Topological Light Nodal Lines in FCC Lattice

TL;DR

This paper reveals that face-centered-cubic (fcc) photonic crystals can host topologically nontrivial nodal lines in momentum space, leading to slow-light interface states with potential experimental confirmation of topological photonic states.

Contribution

It introduces the concept of topological nodal lines in fcc photonic crystals and links them to observable slow-light interface states, a novel topological photonic phenomenon.

Findings

Existence of topological nodal lines in fcc photonic crystals.

Correspondence between photonic pseudogaps and nodal lines.
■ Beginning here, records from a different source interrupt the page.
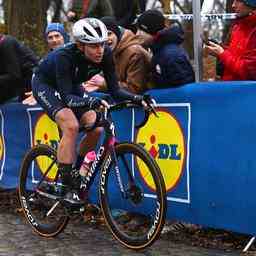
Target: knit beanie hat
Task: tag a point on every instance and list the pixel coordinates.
(59, 28)
(112, 25)
(151, 21)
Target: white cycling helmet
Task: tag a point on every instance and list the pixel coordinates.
(90, 31)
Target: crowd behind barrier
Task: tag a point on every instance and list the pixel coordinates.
(204, 142)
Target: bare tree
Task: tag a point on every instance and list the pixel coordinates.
(26, 20)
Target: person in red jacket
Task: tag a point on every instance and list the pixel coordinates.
(238, 58)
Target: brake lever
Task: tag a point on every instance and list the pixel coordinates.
(151, 104)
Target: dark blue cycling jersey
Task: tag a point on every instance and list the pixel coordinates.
(65, 68)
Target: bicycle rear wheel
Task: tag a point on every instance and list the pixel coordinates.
(38, 185)
(133, 201)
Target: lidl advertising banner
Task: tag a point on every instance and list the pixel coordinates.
(166, 138)
(203, 141)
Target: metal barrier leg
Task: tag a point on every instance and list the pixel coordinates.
(249, 244)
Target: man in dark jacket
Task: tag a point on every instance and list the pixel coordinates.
(132, 61)
(16, 64)
(170, 63)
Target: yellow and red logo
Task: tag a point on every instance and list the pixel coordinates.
(46, 132)
(163, 138)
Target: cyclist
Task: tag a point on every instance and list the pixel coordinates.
(64, 70)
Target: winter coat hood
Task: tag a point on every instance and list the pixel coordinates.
(173, 34)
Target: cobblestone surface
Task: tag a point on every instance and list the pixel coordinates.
(79, 238)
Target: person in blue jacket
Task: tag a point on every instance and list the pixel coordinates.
(170, 62)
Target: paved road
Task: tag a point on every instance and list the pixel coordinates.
(79, 238)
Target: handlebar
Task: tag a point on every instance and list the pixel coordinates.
(149, 108)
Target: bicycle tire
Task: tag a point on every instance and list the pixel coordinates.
(118, 227)
(34, 204)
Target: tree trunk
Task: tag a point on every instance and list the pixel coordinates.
(27, 21)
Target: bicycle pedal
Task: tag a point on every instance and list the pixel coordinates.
(48, 195)
(73, 198)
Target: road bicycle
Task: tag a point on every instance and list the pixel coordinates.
(134, 212)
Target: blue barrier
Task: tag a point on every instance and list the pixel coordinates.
(203, 142)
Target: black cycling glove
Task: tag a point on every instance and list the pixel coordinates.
(94, 102)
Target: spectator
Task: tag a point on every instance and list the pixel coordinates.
(124, 12)
(16, 65)
(89, 8)
(170, 62)
(56, 35)
(132, 61)
(238, 58)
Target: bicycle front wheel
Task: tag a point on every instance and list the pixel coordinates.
(132, 196)
(39, 182)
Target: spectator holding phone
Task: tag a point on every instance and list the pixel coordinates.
(238, 58)
(170, 62)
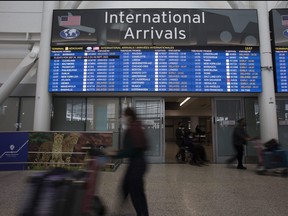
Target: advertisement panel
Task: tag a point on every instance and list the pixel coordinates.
(13, 150)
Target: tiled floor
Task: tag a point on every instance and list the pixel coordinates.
(179, 190)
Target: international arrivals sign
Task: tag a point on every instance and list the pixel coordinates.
(188, 27)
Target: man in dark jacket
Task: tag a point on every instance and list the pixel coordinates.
(135, 144)
(239, 139)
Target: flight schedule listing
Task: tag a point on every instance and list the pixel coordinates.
(154, 69)
(281, 57)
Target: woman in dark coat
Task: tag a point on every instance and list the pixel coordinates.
(135, 144)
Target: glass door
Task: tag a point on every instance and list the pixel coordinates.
(151, 113)
(226, 114)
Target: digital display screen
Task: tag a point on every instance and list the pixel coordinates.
(154, 69)
(279, 40)
(281, 68)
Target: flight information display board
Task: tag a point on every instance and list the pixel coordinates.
(281, 68)
(154, 69)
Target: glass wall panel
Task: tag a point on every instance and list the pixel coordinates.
(27, 114)
(103, 114)
(9, 114)
(282, 115)
(69, 114)
(253, 126)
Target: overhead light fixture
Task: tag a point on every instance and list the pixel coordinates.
(188, 98)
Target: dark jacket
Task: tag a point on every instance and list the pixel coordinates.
(239, 136)
(135, 142)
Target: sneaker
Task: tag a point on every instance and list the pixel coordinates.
(241, 167)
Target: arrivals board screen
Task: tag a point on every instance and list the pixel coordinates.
(279, 40)
(154, 69)
(281, 68)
Potential for experimental verification of topological photonic states.

Abstract

Light cone with the speed of light independent of its wavelength in vacuum has been known for long time. In the present work, we unveil that in a face-centered-cubic (fcc) lattice of dielectric spheres novel light cones can be created over closed loops in momentum space, dubbed as nodal lines (NL), and that as a consequence of the nontrivial topology of NL interface states with a drumhead-shaped band structure appear where light can be slowed down significantly. We discuss that photonic pseudogaps found in previous experimental and theoretical studies for fcc photonic crystals are consistent with the present finding of NL. This offers a unique chance to confirm the existence of NL as a novel topological state.